Conference: ICLR 2026 arXiv: 2505.18612 Code: Project Page Area: Diffusion Models / Personalized Generation Keywords: Multi-concept Personalization, Tuning-Free, DiT Modulation Space, Mixture-of-Experts, VLM Pre-training

TL;DR

This paper proposes Mod-Adapter, a tuning-free multi-concept personalization method that predicts concept-specific modulation directions in the modulation space of DiT, enabling decoupled customization of both object and abstract concepts (pose, lighting, material, etc.), substantially outperforming existing methods on multi-concept personalization benchmarks.

Background & Motivation

Background: Personalized text-to-image generation aims to synthesize target concepts from user-provided reference images. Existing methods predominantly focus on object concepts (persons, animals, everyday items), and multi-concept personalization methods similarly handle combinations of multiple objects.

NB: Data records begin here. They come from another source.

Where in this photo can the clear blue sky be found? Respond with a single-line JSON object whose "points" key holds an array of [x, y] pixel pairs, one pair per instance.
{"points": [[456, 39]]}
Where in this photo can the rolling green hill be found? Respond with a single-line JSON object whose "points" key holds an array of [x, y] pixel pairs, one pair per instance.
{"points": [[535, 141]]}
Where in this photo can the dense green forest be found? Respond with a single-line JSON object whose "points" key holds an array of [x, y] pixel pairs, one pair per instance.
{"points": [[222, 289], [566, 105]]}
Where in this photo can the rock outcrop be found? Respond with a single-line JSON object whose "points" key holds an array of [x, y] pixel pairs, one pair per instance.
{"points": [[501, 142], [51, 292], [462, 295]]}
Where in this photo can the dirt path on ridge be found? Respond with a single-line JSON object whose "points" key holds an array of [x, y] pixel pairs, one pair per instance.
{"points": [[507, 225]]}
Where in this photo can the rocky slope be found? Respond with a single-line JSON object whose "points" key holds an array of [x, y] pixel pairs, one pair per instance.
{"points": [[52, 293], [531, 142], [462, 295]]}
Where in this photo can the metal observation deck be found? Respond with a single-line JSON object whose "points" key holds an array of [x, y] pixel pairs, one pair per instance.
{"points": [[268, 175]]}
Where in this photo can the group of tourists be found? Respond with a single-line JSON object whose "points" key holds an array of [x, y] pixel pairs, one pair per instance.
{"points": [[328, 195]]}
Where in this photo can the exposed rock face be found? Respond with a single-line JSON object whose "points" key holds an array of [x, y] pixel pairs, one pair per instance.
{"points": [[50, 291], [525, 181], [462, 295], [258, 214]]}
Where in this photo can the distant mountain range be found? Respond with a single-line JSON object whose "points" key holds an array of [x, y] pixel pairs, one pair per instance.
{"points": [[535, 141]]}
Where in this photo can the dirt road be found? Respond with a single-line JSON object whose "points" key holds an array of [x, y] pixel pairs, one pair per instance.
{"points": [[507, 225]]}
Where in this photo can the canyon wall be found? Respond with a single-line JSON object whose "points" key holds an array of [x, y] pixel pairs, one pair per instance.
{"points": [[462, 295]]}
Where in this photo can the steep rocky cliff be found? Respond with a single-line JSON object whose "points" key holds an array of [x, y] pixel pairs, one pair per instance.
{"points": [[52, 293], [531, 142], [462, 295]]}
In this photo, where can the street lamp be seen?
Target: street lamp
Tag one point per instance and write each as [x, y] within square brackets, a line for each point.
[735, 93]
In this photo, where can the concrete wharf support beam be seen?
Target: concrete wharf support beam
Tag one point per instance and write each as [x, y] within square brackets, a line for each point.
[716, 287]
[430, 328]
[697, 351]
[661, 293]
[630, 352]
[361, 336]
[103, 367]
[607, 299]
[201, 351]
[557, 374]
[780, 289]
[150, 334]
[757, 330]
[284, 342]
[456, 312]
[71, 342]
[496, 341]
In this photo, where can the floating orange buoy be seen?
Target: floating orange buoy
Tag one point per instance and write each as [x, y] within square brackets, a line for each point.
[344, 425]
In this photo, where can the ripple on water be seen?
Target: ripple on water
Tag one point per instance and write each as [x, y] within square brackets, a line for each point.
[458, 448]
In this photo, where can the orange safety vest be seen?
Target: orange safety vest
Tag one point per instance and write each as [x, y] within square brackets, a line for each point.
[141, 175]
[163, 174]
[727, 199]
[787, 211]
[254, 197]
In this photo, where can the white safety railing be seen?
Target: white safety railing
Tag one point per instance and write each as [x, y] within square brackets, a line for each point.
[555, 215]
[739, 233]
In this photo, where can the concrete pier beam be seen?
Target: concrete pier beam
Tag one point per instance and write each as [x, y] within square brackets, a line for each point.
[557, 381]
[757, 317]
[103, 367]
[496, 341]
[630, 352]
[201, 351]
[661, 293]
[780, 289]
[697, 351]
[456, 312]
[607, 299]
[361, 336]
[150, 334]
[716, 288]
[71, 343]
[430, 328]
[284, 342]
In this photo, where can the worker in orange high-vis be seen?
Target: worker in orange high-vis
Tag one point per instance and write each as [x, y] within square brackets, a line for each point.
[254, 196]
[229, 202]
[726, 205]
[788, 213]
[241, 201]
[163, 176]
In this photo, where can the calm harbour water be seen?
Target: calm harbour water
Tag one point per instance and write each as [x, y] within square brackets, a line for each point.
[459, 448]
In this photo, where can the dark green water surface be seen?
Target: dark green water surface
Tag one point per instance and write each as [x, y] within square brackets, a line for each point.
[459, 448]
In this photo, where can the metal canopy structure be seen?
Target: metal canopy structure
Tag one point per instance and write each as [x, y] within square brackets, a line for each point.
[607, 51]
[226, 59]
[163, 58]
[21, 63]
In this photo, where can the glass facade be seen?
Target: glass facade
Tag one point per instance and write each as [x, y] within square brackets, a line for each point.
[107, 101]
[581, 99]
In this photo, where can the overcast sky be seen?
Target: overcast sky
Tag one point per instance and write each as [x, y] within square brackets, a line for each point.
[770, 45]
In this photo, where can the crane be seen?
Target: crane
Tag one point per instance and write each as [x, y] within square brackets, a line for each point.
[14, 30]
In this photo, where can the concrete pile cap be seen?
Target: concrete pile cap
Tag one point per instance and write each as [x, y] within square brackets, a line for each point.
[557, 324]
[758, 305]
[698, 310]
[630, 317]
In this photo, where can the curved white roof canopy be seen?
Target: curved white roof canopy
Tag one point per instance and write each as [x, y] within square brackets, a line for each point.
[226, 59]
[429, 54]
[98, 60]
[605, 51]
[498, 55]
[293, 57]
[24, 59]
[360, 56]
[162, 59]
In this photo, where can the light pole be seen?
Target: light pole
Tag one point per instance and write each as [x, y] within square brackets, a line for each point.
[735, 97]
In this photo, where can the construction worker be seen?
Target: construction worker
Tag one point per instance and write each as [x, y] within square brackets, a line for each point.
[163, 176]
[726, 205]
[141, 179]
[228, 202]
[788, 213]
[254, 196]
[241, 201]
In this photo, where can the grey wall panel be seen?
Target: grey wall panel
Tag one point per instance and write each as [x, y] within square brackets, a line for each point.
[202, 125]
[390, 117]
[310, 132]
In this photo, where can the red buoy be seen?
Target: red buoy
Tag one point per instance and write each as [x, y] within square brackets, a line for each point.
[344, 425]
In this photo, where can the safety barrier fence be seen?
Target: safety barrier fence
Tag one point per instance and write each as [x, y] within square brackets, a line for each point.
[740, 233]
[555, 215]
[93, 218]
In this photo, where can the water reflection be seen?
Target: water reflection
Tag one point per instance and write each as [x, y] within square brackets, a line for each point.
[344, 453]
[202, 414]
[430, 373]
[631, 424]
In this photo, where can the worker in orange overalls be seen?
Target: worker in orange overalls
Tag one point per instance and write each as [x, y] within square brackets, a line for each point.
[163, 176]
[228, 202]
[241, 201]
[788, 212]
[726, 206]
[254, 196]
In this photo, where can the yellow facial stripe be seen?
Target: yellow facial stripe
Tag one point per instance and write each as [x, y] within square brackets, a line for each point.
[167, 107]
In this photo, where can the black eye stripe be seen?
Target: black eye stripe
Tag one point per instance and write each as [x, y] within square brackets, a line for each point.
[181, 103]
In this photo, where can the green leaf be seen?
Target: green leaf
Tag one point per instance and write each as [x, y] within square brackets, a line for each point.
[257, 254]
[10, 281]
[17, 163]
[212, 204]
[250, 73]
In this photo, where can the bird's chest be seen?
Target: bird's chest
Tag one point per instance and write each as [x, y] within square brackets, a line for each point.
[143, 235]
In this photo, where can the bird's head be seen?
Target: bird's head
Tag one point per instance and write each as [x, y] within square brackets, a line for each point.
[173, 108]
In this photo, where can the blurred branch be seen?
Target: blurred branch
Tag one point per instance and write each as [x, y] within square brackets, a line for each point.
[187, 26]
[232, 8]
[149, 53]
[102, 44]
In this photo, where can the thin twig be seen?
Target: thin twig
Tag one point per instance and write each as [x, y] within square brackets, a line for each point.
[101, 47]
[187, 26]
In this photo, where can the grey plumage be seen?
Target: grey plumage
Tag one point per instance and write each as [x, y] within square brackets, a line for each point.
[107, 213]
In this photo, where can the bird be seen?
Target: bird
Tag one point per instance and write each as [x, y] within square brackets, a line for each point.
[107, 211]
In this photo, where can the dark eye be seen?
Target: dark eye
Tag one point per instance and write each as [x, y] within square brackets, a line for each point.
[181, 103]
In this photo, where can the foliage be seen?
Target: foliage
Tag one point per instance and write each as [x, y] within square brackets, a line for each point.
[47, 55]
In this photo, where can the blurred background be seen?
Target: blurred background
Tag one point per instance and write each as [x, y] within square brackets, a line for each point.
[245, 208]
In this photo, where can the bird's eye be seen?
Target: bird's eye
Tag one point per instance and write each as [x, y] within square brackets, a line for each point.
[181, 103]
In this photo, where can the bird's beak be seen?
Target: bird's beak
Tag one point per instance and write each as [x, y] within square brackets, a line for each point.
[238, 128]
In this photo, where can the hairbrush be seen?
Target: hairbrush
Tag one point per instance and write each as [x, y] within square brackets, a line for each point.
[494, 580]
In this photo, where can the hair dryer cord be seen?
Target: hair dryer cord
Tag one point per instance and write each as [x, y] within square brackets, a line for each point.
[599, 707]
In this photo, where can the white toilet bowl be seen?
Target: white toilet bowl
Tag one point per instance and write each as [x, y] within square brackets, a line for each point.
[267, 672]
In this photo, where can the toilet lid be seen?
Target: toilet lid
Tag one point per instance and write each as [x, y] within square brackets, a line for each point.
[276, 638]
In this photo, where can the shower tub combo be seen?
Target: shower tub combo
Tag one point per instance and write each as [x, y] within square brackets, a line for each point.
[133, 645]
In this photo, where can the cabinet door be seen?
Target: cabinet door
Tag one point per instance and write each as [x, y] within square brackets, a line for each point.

Limitations of Prior Work: (a) Existing tuning-free methods (e.g., IP-Adapter, MS-Diffusion) fail to disentangle object and abstract concepts — when given an image of a person in a specific pose, they replicate the entire person rather than extracting only the pose; (b) TokenVerse supports abstract concepts but requires test-time fine-tuning for each new image, which is time-consuming and prone to overfitting.

Key Challenge: Abstract concepts (pose, lighting, material) are not independent visual entities — they are tightly coupled with objects and difficult to extract in isolation. Moreover, there exists a substantial gap between extracted visual features and the modulation space of DiT.

Goal: (i) Generalize to new concepts without test-time fine-tuning; (ii) Support customization of both object and abstract concepts simultaneously; (iii) Achieve decoupled control across multiple concepts.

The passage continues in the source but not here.